Amanda Bonner reads about the story and expresses a rather feminist view that would dominate the film.
Adam Bonner is not pleased to find out that he is assigned on the case of Doris Attinger as the prosecutor.
He even calls his wife to share this feeling and she is so incensed that she decides to defend the victim of men’s prejudices.
Amanda Bonner makes excellent points and many humorous ones, as she establishes the guilt of the husband.
Walter Attinger, not only neglected his wife, cheated on her, but he has also abused her and used violence.
Adam Bonner is no pushover and in his turn he proves that the wife responded to aggresivity with her own violence.
Laughs can he heard in court when different women are invited, prominent in their domain and they demonstrate that women are equal, if not more to men.
The jury is invited to imagine a different scenario, wherein the two women involved in the case are men.

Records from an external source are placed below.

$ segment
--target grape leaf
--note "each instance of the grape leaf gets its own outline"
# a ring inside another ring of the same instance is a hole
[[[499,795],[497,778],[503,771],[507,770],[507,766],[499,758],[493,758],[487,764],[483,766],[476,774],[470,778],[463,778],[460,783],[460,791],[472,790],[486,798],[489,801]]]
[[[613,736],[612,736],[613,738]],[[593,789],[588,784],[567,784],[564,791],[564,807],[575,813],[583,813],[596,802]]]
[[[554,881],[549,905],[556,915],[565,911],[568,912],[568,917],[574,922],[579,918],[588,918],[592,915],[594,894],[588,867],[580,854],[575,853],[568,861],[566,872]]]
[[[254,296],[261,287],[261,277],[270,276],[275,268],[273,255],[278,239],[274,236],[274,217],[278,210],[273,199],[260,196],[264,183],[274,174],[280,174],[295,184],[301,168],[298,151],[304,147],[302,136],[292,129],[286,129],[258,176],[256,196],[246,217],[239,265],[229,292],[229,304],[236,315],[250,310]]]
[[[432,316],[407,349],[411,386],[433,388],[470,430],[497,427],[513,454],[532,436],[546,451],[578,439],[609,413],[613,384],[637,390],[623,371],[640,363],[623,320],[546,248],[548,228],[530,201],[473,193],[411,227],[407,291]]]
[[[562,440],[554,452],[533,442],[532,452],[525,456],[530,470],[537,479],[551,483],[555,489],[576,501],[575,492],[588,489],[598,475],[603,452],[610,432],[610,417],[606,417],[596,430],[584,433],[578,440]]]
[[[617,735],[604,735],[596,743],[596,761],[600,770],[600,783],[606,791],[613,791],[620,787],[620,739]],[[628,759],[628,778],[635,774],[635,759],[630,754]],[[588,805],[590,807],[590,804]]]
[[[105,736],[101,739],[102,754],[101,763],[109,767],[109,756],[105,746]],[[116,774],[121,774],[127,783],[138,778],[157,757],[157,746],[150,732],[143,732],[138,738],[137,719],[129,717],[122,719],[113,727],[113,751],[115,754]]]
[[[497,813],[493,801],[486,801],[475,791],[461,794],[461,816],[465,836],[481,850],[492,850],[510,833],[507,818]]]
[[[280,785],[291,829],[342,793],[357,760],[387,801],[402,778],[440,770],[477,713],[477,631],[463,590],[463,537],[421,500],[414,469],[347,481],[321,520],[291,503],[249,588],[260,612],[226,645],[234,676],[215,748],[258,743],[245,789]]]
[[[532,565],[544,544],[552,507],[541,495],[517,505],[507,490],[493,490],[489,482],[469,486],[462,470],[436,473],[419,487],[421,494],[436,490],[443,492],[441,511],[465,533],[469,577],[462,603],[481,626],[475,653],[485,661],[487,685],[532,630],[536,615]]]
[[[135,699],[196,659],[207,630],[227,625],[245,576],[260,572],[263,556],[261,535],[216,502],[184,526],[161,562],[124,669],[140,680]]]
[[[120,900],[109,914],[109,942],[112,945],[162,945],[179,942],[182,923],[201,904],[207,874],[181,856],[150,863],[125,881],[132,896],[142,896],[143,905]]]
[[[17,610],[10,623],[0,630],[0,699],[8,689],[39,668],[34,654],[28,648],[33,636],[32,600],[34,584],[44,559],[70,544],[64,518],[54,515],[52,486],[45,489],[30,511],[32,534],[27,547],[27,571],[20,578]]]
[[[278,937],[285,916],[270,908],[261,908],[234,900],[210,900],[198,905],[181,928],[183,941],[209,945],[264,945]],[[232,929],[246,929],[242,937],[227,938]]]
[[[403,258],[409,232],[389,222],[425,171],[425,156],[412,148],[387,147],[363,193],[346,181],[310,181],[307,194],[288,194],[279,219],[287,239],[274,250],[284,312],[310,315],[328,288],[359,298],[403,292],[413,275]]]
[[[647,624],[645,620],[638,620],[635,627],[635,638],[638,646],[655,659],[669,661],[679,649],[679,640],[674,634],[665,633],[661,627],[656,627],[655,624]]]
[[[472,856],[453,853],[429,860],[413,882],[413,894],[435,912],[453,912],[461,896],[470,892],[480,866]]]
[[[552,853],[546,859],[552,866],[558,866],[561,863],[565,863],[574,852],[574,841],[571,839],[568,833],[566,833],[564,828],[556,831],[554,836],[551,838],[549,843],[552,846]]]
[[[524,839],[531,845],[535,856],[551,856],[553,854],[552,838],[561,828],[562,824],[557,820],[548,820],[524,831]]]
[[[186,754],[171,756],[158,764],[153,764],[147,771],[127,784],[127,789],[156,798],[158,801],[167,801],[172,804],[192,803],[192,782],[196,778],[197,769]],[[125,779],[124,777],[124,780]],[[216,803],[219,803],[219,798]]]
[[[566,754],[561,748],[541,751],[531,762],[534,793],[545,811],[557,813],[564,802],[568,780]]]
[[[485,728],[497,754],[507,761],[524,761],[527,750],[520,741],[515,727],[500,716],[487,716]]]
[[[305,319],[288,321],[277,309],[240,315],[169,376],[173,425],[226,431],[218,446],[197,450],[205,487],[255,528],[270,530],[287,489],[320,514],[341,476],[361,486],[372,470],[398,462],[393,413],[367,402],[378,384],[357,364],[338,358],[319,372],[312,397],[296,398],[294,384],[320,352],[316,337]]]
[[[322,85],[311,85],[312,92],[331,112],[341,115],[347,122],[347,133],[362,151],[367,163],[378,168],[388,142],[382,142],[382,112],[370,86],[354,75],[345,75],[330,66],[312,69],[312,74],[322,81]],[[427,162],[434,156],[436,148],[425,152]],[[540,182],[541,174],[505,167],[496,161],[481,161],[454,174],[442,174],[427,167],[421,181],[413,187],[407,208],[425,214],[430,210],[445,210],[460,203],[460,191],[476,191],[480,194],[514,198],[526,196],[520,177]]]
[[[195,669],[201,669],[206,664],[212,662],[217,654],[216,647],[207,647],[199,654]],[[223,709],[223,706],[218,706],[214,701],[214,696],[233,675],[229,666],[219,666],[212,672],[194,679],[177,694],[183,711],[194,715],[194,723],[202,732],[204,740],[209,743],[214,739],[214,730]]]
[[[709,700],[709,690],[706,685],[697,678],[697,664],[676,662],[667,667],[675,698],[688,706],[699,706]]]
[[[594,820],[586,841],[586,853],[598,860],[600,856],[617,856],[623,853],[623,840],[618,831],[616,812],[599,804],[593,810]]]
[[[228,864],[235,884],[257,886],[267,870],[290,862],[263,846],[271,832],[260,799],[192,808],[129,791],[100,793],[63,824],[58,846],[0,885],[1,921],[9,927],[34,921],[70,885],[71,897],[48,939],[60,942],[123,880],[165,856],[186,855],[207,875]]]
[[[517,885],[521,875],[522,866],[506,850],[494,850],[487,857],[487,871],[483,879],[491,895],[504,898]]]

And Walter Attinger is a woman in this version, and as the actor and actresses are dressed and made up this is again funny.
The comedy is effervescent, the dialogue is sparkling, but the themes proposed are serious and poignant.
Especially in the forties, when the movie was produced and women still had to gain more rights, as they actually do even today.
If we consider Saudi Arabia and other lands with the sharia or other laws that restrict women rights to a bare minimum, the emancipation of women has a long way to go.
Notwithstanding this most important issue in the film, Adam Bonner has his points to make and he is on the right side of the argument.
In spite of everything, her mistreatment by her husband, her equal rights in marriage and in front of the law, Doris Attinger broke the law when she used a gun to get a vigilante payback and tried to revenge herself.
Excellent comedy, with important moral and ethical themes.